Horseshoe Plaque Trivets

"The majority of horseshoe plaque trivets date from the late 1800s through the early 1900s, paralleling a period when fraternal orders were at their peak of popularity." The Expanded A-Z Guide To Collecting Trivets, page 54.

(Above) The Eagle Horseshoe photographed here has never appeared in any of the reference books. While bidding for it, neither the owner nor we had the foggiest idea of what organization this plaque represented.

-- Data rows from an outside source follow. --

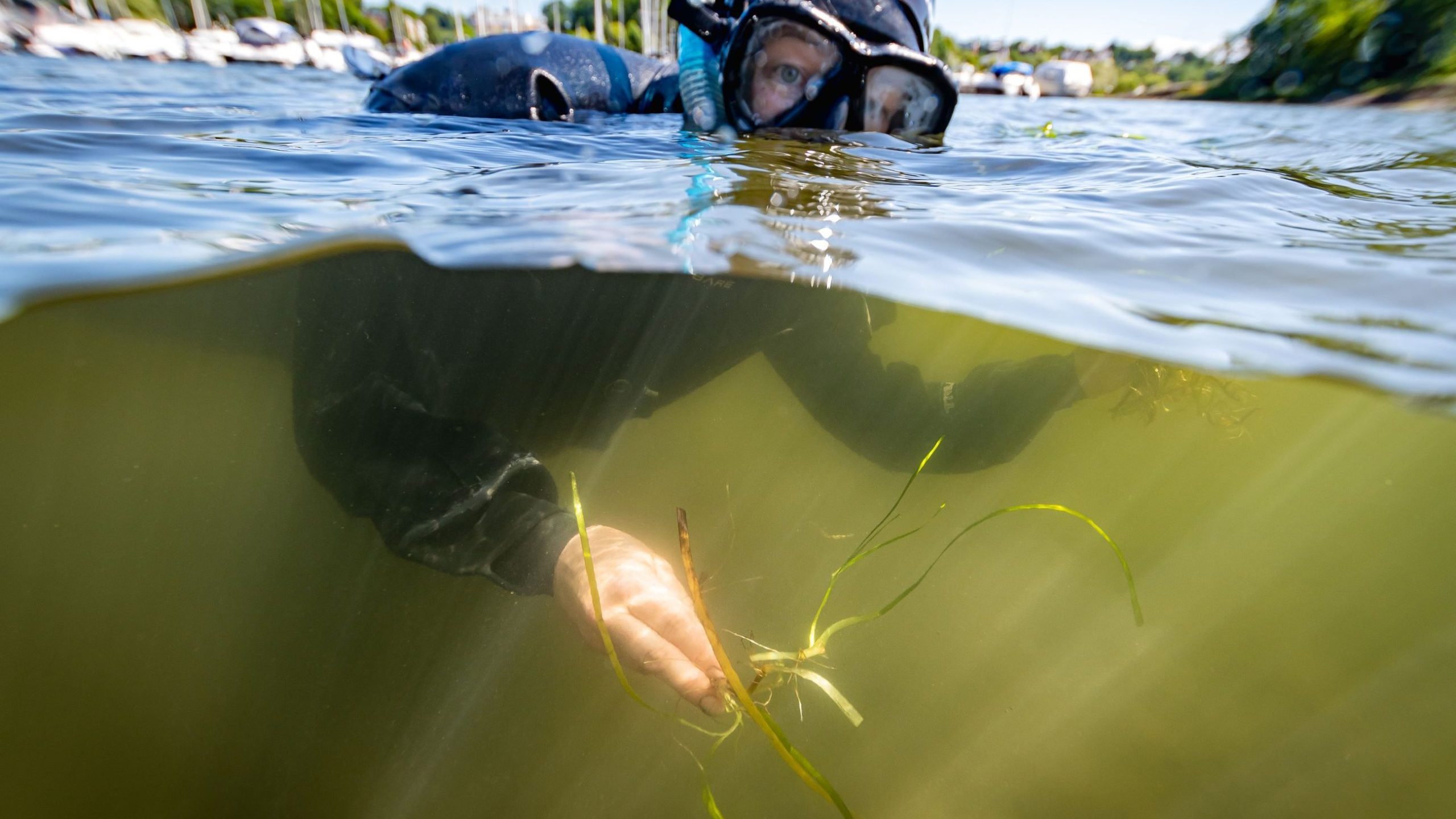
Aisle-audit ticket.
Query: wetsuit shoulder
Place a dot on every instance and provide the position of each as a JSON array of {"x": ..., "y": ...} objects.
[{"x": 529, "y": 76}]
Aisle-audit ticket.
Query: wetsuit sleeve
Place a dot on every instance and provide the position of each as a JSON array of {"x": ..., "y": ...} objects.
[
  {"x": 450, "y": 493},
  {"x": 892, "y": 416}
]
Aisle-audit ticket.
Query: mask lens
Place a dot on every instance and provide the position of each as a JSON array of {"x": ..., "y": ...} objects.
[
  {"x": 900, "y": 102},
  {"x": 785, "y": 66}
]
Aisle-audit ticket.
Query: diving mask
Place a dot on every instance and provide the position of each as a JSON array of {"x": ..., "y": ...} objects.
[{"x": 789, "y": 65}]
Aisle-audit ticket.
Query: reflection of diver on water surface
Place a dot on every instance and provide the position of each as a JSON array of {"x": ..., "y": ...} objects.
[
  {"x": 423, "y": 395},
  {"x": 423, "y": 398}
]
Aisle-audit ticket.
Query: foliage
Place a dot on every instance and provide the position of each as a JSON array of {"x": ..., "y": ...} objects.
[
  {"x": 1320, "y": 50},
  {"x": 581, "y": 15}
]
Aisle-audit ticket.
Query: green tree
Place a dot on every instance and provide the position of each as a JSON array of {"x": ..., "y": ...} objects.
[{"x": 1317, "y": 50}]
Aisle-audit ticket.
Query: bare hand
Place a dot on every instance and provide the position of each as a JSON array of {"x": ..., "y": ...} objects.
[{"x": 648, "y": 614}]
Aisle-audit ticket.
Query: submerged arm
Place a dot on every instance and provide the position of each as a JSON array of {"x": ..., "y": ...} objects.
[{"x": 892, "y": 416}]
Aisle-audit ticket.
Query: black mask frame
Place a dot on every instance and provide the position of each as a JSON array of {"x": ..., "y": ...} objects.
[{"x": 843, "y": 85}]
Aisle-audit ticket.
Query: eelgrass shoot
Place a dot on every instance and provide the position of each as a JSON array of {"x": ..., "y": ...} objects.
[{"x": 774, "y": 668}]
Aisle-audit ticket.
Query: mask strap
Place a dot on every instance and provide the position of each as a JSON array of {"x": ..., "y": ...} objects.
[{"x": 698, "y": 18}]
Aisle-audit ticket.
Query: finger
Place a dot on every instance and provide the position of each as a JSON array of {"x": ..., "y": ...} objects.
[
  {"x": 648, "y": 652},
  {"x": 676, "y": 621}
]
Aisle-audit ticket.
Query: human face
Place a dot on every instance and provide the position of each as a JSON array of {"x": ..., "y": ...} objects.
[{"x": 787, "y": 68}]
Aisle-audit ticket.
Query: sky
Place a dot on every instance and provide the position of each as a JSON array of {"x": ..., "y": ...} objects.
[{"x": 1074, "y": 22}]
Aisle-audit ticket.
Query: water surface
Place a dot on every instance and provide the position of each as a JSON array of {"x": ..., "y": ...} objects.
[{"x": 193, "y": 626}]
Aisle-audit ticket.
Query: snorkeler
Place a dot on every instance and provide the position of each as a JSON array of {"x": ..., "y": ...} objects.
[
  {"x": 430, "y": 401},
  {"x": 423, "y": 400},
  {"x": 746, "y": 65}
]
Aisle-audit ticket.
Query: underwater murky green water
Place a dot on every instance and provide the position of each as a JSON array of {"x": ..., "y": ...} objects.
[{"x": 191, "y": 626}]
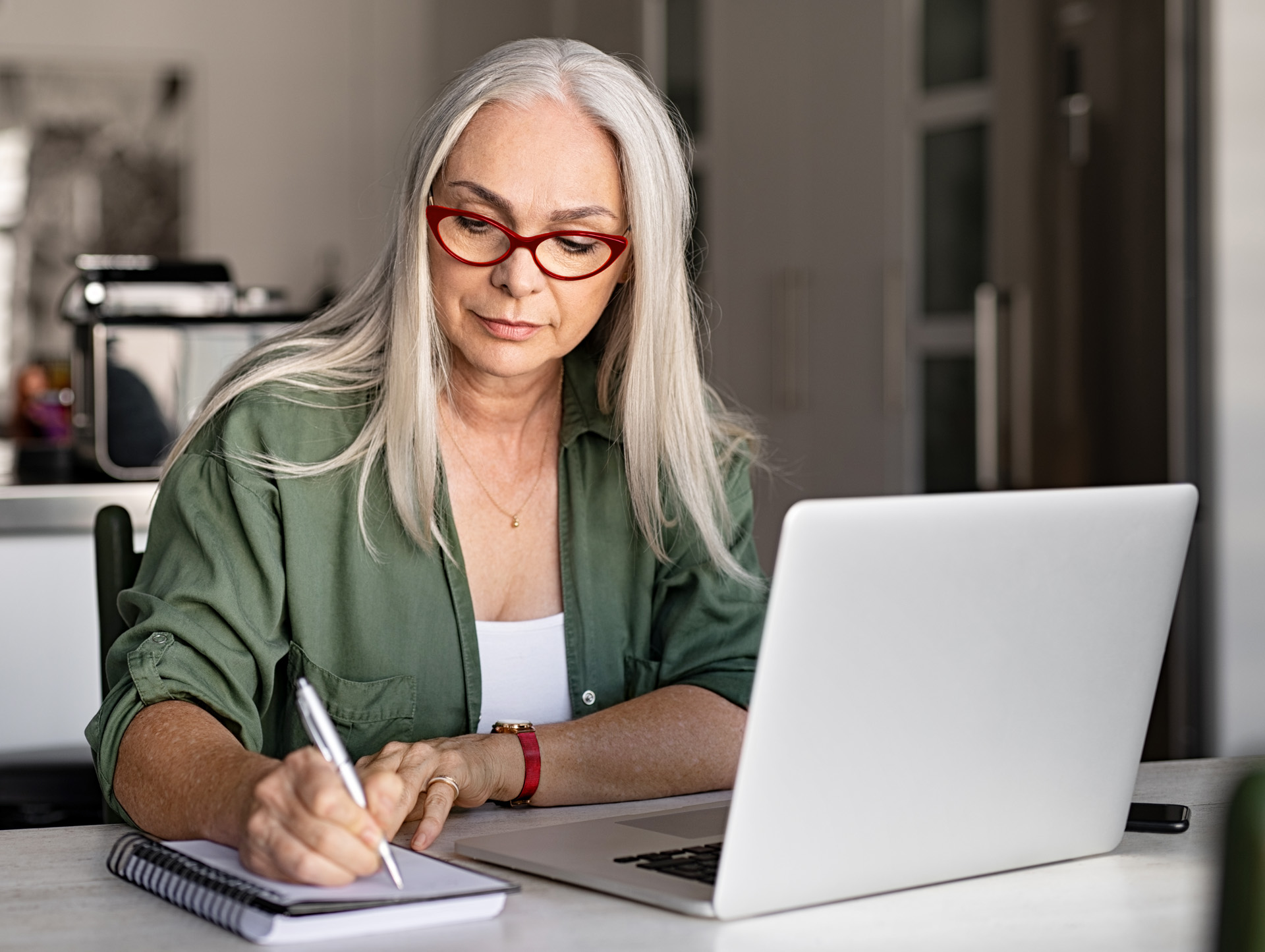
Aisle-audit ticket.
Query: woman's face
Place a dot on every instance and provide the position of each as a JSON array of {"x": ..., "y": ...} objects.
[{"x": 543, "y": 169}]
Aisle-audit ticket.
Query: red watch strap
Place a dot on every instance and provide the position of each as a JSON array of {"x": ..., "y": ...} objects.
[{"x": 530, "y": 765}]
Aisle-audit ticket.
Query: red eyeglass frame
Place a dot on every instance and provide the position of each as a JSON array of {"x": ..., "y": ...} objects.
[{"x": 438, "y": 213}]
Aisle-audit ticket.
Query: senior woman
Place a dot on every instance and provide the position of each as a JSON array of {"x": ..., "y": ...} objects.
[{"x": 490, "y": 484}]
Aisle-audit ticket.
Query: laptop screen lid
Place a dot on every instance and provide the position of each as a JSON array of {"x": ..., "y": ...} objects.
[{"x": 949, "y": 686}]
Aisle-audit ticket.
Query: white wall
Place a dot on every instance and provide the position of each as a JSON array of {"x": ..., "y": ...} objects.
[
  {"x": 301, "y": 110},
  {"x": 1239, "y": 368}
]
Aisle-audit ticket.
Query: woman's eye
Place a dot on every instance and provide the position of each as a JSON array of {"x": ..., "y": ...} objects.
[{"x": 577, "y": 246}]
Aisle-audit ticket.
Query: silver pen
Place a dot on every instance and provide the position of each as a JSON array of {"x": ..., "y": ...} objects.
[{"x": 322, "y": 733}]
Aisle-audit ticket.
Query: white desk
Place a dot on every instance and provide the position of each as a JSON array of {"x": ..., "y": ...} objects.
[{"x": 1153, "y": 893}]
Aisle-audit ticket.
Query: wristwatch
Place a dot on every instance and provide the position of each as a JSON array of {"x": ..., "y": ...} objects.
[{"x": 526, "y": 733}]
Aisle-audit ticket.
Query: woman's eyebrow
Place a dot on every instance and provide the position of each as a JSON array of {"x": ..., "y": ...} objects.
[{"x": 496, "y": 202}]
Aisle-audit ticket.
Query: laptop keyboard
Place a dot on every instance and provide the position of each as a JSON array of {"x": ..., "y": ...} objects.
[{"x": 696, "y": 862}]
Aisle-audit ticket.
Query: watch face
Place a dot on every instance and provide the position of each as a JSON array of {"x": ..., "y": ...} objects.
[{"x": 511, "y": 726}]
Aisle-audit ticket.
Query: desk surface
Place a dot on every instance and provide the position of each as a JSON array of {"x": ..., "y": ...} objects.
[{"x": 1152, "y": 893}]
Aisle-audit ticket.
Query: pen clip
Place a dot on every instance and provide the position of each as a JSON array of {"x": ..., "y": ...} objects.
[{"x": 312, "y": 719}]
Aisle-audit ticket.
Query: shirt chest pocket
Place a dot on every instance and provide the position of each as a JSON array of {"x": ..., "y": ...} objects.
[{"x": 368, "y": 715}]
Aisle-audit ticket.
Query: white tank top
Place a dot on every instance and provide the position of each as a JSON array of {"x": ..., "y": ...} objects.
[{"x": 524, "y": 667}]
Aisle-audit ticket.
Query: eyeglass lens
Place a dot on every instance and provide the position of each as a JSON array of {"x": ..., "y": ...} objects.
[{"x": 478, "y": 242}]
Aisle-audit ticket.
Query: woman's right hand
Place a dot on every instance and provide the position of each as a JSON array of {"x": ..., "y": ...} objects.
[{"x": 299, "y": 824}]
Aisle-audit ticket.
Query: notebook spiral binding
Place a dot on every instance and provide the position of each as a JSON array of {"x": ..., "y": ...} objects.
[{"x": 194, "y": 887}]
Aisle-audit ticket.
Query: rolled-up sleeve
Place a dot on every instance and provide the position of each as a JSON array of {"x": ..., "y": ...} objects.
[
  {"x": 208, "y": 611},
  {"x": 708, "y": 625}
]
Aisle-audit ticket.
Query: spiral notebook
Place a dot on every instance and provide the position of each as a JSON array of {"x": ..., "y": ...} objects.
[{"x": 209, "y": 880}]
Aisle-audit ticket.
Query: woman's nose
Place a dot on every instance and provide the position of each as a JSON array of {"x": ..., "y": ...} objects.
[{"x": 519, "y": 275}]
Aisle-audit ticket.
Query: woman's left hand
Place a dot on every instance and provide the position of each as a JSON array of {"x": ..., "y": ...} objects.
[{"x": 481, "y": 765}]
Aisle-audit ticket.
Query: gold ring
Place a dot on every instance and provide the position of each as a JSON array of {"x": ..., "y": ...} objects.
[{"x": 441, "y": 778}]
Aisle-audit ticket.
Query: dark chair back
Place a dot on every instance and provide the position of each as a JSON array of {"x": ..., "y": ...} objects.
[{"x": 117, "y": 564}]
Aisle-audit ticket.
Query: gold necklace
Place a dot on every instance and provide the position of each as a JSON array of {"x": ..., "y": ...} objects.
[{"x": 540, "y": 468}]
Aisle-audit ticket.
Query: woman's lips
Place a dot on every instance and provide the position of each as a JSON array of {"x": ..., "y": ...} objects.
[{"x": 507, "y": 330}]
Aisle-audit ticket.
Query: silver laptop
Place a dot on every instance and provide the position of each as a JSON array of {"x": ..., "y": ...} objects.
[{"x": 948, "y": 686}]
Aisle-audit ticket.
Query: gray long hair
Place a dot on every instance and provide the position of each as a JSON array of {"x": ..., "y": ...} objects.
[{"x": 383, "y": 338}]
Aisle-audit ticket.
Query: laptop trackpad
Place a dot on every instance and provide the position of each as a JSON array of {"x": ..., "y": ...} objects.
[{"x": 692, "y": 825}]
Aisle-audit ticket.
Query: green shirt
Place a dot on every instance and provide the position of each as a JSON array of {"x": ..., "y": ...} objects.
[{"x": 250, "y": 580}]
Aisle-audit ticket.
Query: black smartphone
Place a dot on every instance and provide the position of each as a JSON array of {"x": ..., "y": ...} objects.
[{"x": 1158, "y": 818}]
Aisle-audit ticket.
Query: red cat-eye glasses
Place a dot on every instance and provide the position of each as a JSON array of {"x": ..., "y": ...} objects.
[{"x": 476, "y": 239}]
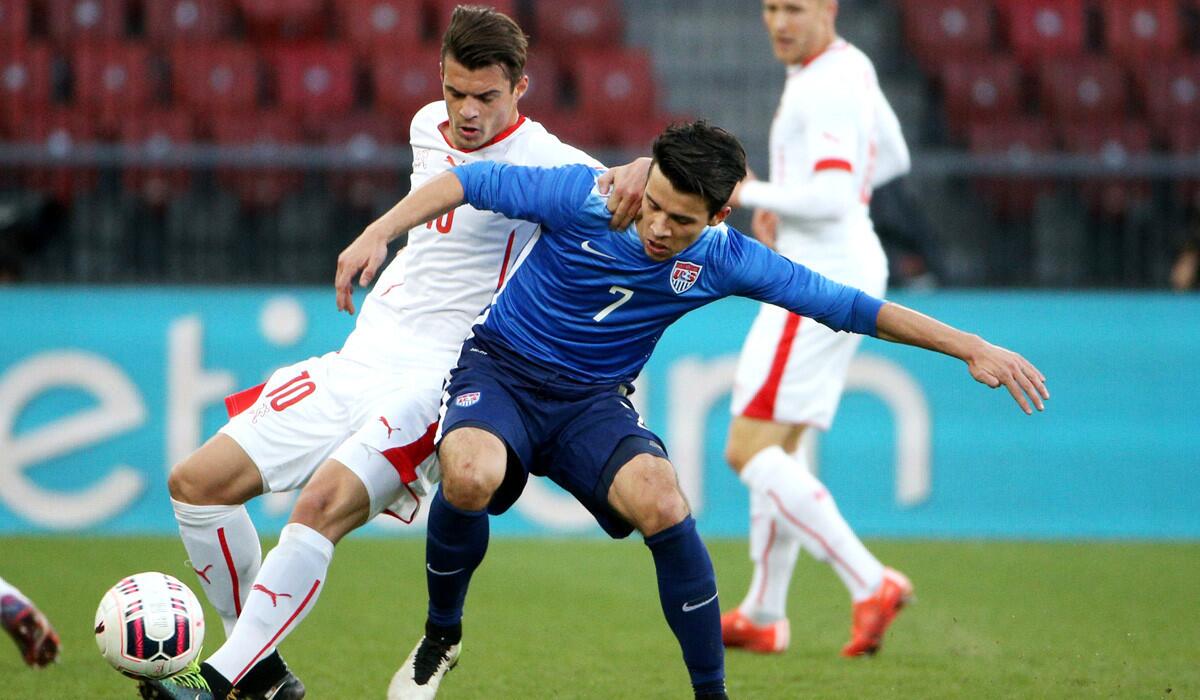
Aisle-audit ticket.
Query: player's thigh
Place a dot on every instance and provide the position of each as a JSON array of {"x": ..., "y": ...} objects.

On the E/H is the outline of a shoe last, cobblers hammer and an odd form of pliers.

After spending nearly a day searching information on the internet, we finally hit the nail on the head.  The L.P.U. on the plaque represents the "Lasters' Protective Union".  A Labor Union organized in Auburn, Massachusetts on December 27, 1879.  Lasters were the tradesmen that hand produced shoe lasts - the wooden forms upon which shoes were made.  Auburn, Massachusetts had been one of the nation's largest center of shoe manufacture and was wracked by strikes, violence and labor disputes all stemming from laborers attempting to improve their wages, hours, and working conditions. 

(Below) And a second unusual horseshoe from the Kotrba collection ... Through internet research the only hit that came up for IKR that made sense is the Illinois Knight Riders - a splinter group of the KKK. The plaque appears at one time to have been highlighted in a reddish/orange paint and much of the original glitter is still present.

Bill & Sandy Kotrba

Little information is available on the manufacturing history of firms that produced these plaques. Collectors estimate 150 to 200 different Eagle Horseshoe variations were manufactured between the years 1880 and 1920. 

Horseshoe Plaque Trivets share similar attributes. They were:

  • manufactured from the late 1800’s through the early 1900’s.
  • cast in a basic horseshoe shape, without feet.
  • topped with a spread eagle.
  • most commonly made of cast iron; less commonly of  brass or bronze.
  • created during a period when fraternal crders were most popular.
  • sometimes given as carnival prizes, lodge favors, commemoratives or gifts.